DNS_IP=$(dig +short $DOMAIN | head -1)
LB_IP="YOUR_LB_IP"

if [ "$DNS_IP" = "$LB_IP" ]; then
    echo "OK: traffic passing through LB/WAF"
else
    echo "ALERT: DNS resolves to $DNS_IP, LB at $LB_IP — WAF may be bypassed"
fi

# Test 2 (GCP): check real access logs in Cloud Armor
# If there is legitimate traffic (real user-agents, varied BR IPs),
# Cloud Armor is in the path.
# If logs show only bots/scanners, real traffic is going directly.
gcloud logging read   'resource.type="http_load_balancer" AND jsonPayload.enforcedSecurityPolicy.name="policy-www-client-media-com-br"'   --limit=20   --format="table(timestamp,jsonPayload.remoteIp,jsonPayload.requestUrl,jsonPayload.enforcedSecurityPolicy.outcome)"

A WAF that shows only scanner blocks — and never logs of legitimate browsing (normal paths, browser user-agents, real user IPs) — is a sign that real traffic is going through another path.

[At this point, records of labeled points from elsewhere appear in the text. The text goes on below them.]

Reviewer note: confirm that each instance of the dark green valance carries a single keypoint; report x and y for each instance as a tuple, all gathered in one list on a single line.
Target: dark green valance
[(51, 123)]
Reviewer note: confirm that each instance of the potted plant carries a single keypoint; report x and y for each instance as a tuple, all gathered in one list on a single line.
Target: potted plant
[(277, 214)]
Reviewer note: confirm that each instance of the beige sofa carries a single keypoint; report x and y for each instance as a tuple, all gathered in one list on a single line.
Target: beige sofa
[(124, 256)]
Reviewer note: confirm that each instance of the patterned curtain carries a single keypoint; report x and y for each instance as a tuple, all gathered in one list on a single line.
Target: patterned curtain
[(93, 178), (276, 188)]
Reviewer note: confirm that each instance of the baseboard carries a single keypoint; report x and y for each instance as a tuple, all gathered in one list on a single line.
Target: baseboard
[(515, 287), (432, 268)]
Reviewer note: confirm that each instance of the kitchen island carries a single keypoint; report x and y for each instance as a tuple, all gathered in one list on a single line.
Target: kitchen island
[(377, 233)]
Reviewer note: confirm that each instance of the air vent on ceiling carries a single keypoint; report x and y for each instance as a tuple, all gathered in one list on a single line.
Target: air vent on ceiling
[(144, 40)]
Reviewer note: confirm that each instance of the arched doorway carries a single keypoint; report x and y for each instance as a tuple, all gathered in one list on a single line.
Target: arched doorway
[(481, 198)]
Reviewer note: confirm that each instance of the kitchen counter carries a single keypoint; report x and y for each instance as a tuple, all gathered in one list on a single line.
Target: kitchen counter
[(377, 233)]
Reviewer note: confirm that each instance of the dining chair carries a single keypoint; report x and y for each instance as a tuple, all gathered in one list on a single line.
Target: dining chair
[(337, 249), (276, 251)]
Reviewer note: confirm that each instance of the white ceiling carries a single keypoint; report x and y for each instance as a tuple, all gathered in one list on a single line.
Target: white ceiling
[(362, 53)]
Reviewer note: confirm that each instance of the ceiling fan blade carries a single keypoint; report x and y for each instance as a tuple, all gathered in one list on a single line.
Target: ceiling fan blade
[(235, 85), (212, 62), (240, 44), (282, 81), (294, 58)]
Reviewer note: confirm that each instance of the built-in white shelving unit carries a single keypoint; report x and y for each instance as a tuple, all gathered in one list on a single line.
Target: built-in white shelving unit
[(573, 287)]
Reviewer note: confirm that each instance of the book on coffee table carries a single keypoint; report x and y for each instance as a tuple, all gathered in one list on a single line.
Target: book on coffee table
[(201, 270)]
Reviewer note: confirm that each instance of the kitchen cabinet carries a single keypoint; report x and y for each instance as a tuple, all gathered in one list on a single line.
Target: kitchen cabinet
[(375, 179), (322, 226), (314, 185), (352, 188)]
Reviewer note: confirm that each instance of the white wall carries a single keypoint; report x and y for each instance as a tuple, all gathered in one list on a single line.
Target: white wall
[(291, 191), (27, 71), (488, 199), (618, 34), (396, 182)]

The lesson: path position is the zero requirement

Cloud Armor, AWS WAF, Cloudflare — all are inline controls. They only protect traffic that flows through them. No matter how well-configured the policy, how refined the rules, how zero the false positives: if DNS doesn't point to the WAF, the policy doesn't exist for real traffic.

Infrastructure security audits need to verify not just the control configuration, but the traffic path. In projects with a history of DNS changes, partial migrations, or configurations made by different teams at different times, DNS bypass is one of the easiest risks to create and the hardest to notice.

139 blocks in 30 days looked like evidence of protection. They were evidence that scanners had discovered the LB IP. Real traffic — users, buyers, Google crawlers — never passed through the WAF.